Weh deinem Tempel und weh seinen Dienern,
Götterverstoß'nen Empörern.

»Nun ist's getan, Apostat!« Er starrte mit wilden Augen in die düstern Wogen zu seinen Füßen hinab. Das toste und rollte und gebar sich ohne Ermüden immer wieder aus sich selber heraus; seines winzigen Büchleins Spur war längst verloren in der fortreißenden Meeresströmung.

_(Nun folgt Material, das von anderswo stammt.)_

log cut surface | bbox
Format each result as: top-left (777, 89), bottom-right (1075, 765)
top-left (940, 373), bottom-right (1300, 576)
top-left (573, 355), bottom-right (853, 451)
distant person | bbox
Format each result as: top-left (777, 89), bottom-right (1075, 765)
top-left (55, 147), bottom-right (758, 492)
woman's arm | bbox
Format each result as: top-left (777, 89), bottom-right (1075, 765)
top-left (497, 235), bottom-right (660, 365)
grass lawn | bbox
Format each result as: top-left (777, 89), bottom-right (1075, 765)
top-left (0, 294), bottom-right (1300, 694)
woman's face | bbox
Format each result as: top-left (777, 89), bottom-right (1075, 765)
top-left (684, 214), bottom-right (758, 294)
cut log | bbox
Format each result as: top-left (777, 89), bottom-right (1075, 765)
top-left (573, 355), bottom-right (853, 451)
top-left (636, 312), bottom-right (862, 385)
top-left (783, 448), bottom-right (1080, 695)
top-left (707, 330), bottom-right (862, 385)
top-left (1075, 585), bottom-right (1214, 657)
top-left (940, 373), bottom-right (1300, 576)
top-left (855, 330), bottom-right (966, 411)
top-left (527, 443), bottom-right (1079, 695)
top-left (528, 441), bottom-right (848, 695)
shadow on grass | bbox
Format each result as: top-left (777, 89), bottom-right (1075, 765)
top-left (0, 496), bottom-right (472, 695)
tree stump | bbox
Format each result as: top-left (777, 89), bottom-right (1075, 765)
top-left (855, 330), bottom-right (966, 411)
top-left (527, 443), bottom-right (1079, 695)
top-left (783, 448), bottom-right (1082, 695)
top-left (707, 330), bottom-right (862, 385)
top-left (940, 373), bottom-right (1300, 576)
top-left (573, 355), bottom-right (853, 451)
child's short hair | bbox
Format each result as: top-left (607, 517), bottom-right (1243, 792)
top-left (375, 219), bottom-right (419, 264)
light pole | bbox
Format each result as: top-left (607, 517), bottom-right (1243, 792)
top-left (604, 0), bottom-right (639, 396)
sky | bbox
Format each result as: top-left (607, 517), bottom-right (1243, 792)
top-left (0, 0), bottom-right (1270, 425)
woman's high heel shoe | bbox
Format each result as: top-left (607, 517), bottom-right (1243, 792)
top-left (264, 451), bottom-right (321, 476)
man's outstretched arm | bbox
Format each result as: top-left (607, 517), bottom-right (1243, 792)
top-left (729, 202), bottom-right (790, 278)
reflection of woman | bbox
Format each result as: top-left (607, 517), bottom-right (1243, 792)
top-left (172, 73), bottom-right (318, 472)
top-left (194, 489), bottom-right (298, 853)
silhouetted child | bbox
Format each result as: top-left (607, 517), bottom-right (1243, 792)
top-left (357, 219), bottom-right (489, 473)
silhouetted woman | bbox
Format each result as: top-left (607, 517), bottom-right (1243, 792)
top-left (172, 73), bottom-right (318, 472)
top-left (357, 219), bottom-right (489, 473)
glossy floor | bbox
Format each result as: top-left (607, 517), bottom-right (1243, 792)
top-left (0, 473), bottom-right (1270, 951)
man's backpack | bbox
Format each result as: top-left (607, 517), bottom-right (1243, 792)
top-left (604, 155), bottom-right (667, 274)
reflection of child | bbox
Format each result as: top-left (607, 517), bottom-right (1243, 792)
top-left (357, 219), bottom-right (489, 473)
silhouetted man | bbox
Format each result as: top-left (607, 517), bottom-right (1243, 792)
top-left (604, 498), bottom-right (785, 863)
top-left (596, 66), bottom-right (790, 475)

Ihn schwindelte, aber die rückwirkende Kraft des Gebetes, zu dem er sich eben noch vor seinem Gotte gebeugt hatte, hielt ihn aufrecht. Er gedachte der Knaben, die sich mutig frei gemacht hatten; er wünschte ihnen Heil und Glück auf den rauhen Weg und beneidete sie nicht mehr und fühlte sich nicht länger klein und beschämt vor ihnen. Nein, nun hatte er das grauenvolle Gefühl der Leere von seiner Brust abgeworfen und wuchs über sich selbst empor. Er wollte diesen Knaben folgen, mit der irdischen Waffe in der Hand; jetzt endlich stand es sonnenklar, felsenfest in seiner Seele, und als dann im Osten die schweren Wolken auseinander flogen, und Stern um Stern mit Blitzen und Leuchten hervortrat, da jauchzte es in ihm: »Du hast die Schleier zerrissen; mein Opfer verschmähst du nicht, Gott!«

Ein unbändiger Tatendrang überfiel ihn. Wohin nun? Nach Dorum zurück ins Wirtshaus unter die Kannegießer? Nein, um keinen Preis! Er beschloß, auf dem Deiche weiter südwärts zu gehen bis zum Auftauchen des nächsten Kirchdorfes, und dort in einem der Gehöfte anzupochen und Nachtquartier zu suchen. So verfolgte er wohl eine Stunde lang seinen einsamen Weg: dann begannen sich im Schutz des Deiches Häuser aneinander zu reihen, eine Turmuhr zu seiner Linken schlug neun; da erschien die Kirche selbst, und jetzt stand er, schon unweit des Dorfes, vor der Tür des Padingbüttler Deichkruges.